Bon gré, mal gré, la France de la IV e République - alors en train de perdre pied dans son empire colonial - participe aux processus qui conduisent à la signature du traité de Rome, en 1957. A cette date, l'Allemagne n'a recouvré sa souveraineté que depuis deux ans. Elle reste divisée et dominée. Beaucoup pensent qu'il en sera toujours ainsi. Les Allemands de l'Ouest - eux-mêmes - sont stupéfaits qu'on s'intéresse encore à eux pour un projet d'association. Les négociations gouvernementales pour la mise en œuvre du Marché commun se déroulent donc dans un état d'esprit tout à fait différend de celui des années 1990. Quoi qu'il en soit, ces accords précèdent le retour au pouvoir du général de Gaulle, en 1958. Pourtant, le fondateur de la Ve République ne remet pas en question la participation française à la Communauté Economique Européenne. "Tout laisse à penser que le général de Gaulle espère maîtriser, sinon ligoter, l'Allemagne par la construction d'une Europe qu'il envisage indépendante des Etats-Unis", explique un diplomate.

Dans les coulisses

Ces deux objectifs non-dits de la politique européenne de la France restent en partie sous-jacents - ne serait-ce que sous forme de phantasmes - après la démission du général de Gaulle, en 1969. La France maîtrise-t-elle l'Allemagne ? Pour répondre à cette première interrogation, il paraît symptomatique d'étudier les coulisses des négociations monétaires européennes durant les trois décennies suivantes. En effet, l'instauration en 1999 d'une Union monétaire entre onze des quinze pays membres de l'Union européenne indique combien la monnaie occupe une place centrale dans la construction européenne. En la matière, qui de la France ou de l'Allemagne a le plus souvent - in fine - imposée sa volonté à l'autre ?
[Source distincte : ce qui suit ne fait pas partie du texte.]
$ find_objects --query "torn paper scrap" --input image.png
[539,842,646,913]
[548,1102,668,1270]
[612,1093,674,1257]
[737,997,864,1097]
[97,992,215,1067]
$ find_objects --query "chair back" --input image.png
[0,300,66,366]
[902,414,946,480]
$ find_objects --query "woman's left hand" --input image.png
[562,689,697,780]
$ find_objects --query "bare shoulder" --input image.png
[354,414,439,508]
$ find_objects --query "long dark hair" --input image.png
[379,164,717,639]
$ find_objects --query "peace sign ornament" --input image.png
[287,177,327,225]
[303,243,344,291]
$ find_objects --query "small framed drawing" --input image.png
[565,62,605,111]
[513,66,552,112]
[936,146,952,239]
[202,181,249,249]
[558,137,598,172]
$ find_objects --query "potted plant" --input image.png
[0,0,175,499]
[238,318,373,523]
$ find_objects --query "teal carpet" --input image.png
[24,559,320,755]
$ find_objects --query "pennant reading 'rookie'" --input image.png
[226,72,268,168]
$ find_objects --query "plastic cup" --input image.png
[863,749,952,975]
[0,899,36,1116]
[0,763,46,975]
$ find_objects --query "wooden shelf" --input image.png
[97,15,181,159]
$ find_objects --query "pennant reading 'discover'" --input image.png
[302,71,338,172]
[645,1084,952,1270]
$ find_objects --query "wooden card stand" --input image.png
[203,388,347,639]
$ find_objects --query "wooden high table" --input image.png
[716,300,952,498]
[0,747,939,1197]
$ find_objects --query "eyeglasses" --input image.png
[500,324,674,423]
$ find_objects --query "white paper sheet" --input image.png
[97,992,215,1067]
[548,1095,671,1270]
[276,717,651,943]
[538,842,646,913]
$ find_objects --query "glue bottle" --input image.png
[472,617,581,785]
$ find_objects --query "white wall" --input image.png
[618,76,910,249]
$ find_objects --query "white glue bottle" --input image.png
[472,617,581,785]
Un premier projet d'union monétaire avorte

Dès 1976, le président Valéry Giscard d'Estaing (1974 - 1981) entend construire une union monétaire. Ce projet rencontre peu d'enthousiasme chez les autorités d'Allemagne fédérale. Le 5 décembre 1978, cependant, les pays de la Communauté Economique Européenne parviennent à un accord prévoyant la création d'un Système Monétaire Européen (SME). Le calendrier convenu prévoit le passage à une phase institutionnelle en 1981, débouchant sur une union monétaire en 1981 - 1982.

A cette époque, lors d'une réunion au plus haut niveau dans le salon Colbert lambrissé de chêne du 93 rue de Rivoli, le chef de la délégation allemande se fait excuser sous un prétexte fallacieux. Un fonctionnaire allemand de moindre importance vient délivrer froidement le message de Bonn :"La phase institutionnelle du SME n'intéresse pas l'Allemagne. Le Fonds monétaire européen ne verra pas le jour". En dépit de leur signature antérieure et de tous les arrangements proposés, les Allemands enterrent - par leur seule volonté et à la stupeur générale - ce projet français devenu communautaire.

La conception de la BCE

En 1988 - 1989, les négociations à propos du nouveau projet d'Union monétaire butent au sujet de la conception de la future Banque Centrale Européenne (BCE). Satisfaits de l'indépendance de leur banque centrale - instituée après la Seconde Guerre mondiale par les autorités d'occupation - les Allemands prônent ce modèle. En dépit des réserves d'autres négociateurs, notamment Français, les Allemands imposent une BCE indépendante des gouvernements. Ce principe apparaît officiellement en 1989 dans le rapport rédigé par les gouverneurs des banques centrales européennes remis à la Commission de Bruxelles.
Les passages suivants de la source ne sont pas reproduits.